We followed fluorescent yellow signs with red magic marker arrows to a corner lot in the middle of Staunton, a civil war train hub and burgeoning artsy town in the valley. As we parked behind a station wagon filled to the windows with ‘stuff,’ I glanced over at the true yardsale: spread out on the lawn were piles of books, baskets full of trinkets, stacks of kitchen dishware and kitchen cabinets, vintage tool boxes brimming with rusted tools, and a beautiful wool rug. I trotted over quickly to grab what I considered my best purchase of the day: a beautiful, completely intact 10’ x 12’ floral wool rug, 1920’s era, which had a price tag of $30, but the gal let me have it for $25. As I was stuffing the rug back into the car, Breck called my attention to a pile of books that was laying right near the rug. “Dol,” she said, “check out those books!”

I dumped out a box full of horticulture magazines, books on gardening, and a few older children’s books and started rifling through them, but at the bottom of the stack, crushed in a pile of yellowed papers and mothballs, was a small southern hymnal entitled “REVIVAL SONGS; Shaped Notes.” I was ecstatic. This little tome was going to make a great addition to my collection of southern hymnals (yes, I collect hymnals..remind me to show them to you some time). But, I was also excited because of what I discovered a few days later…

I had always heard about shaped notes singers and sacred harp singing. But I had never really explored the depths of this rare musical art form. When I got back to Chicago I discovered, upon further reading, that shaped note signing was most prevalent in the Shenandoah Valley of Virginia, my birthplace.

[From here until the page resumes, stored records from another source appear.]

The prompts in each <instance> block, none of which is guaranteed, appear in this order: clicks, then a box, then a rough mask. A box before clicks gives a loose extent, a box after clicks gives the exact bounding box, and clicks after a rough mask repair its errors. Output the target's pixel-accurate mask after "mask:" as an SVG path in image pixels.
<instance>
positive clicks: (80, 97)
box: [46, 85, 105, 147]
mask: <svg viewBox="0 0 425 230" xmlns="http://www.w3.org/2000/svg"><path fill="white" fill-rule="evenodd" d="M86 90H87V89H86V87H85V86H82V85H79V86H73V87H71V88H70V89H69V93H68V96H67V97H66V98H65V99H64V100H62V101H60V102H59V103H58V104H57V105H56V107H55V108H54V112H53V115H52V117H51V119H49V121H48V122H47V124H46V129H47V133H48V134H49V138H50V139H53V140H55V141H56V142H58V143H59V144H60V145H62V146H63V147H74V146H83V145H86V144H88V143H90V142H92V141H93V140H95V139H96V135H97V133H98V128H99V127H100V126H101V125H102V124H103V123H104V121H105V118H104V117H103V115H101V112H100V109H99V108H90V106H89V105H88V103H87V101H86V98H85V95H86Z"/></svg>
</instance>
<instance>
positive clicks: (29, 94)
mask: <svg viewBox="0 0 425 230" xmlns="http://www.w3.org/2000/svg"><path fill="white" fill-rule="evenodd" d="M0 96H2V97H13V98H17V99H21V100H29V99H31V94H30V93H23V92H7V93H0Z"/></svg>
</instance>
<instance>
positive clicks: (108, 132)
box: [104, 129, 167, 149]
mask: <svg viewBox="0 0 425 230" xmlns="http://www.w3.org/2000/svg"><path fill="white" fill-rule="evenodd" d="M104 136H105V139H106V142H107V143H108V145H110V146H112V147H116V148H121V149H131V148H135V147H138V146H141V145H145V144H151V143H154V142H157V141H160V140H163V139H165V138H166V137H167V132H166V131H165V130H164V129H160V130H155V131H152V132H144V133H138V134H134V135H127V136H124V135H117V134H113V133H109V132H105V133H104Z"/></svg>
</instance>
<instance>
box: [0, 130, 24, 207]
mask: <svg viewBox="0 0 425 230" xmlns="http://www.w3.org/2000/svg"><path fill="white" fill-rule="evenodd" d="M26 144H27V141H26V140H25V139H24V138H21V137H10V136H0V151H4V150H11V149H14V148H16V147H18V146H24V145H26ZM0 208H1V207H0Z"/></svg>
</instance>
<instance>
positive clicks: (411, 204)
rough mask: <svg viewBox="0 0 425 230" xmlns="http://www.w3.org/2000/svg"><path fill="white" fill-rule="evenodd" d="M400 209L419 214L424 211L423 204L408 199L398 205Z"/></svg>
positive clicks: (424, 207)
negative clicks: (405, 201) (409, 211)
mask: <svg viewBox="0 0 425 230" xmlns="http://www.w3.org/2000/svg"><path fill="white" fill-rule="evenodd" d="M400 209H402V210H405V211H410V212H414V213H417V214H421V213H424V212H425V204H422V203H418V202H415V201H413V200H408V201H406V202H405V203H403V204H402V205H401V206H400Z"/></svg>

The basis of shape note signing is this (from Wikipedia)… 

“The notes are printed in special shapes that help the reader fluently identify them on the musical scale. There are two prevalent systems, one using four shapes, and one using seven. In the four-shape system, each of the four shapes is connected to a particular syllable: fa, sol, la, and mi; and these syllables are employed in singing the notes. The shape for fa is a triangle, sol an oval, la a rectangle, and mi a diamond.

In Sacred Harp singing, pitch is not absolute. The shapes and notes designate degrees of the scale, not particular pitches. Thus for a song in the key of C, fa designates C and F; for a song in G, fa designates G and C, and so on; hence it is called a moveable “do” system.

When Sacred Harp singers begin a song, they normally start by singing it with the appropriate syllable for each pitch, using the shapes to guide them. For those in the group not yet familiar with the song, the shapes help with the task of sight reading. The process of reading through the song with the shapes also helps fix the notes in memory. Once the shapes have been sung, the group then sings the verses of the song with their printed words."

 

So, from that tiny little frayed yardsale hymnal, I was being introduce to an entirely new language. For a beginner, trying to understand this language is pretty damn confusing. However, as with any confusing thing, I’m very intrigued and have a strong desire to understand this new language. I’ve been scouring information online and watching YouTube videos, but my goal is to return to Virginia later in the fall and document, first hand, the real thing. Which gives me about two months to learn how to speak the language and not sound like a complete novice, even if that’s what I am.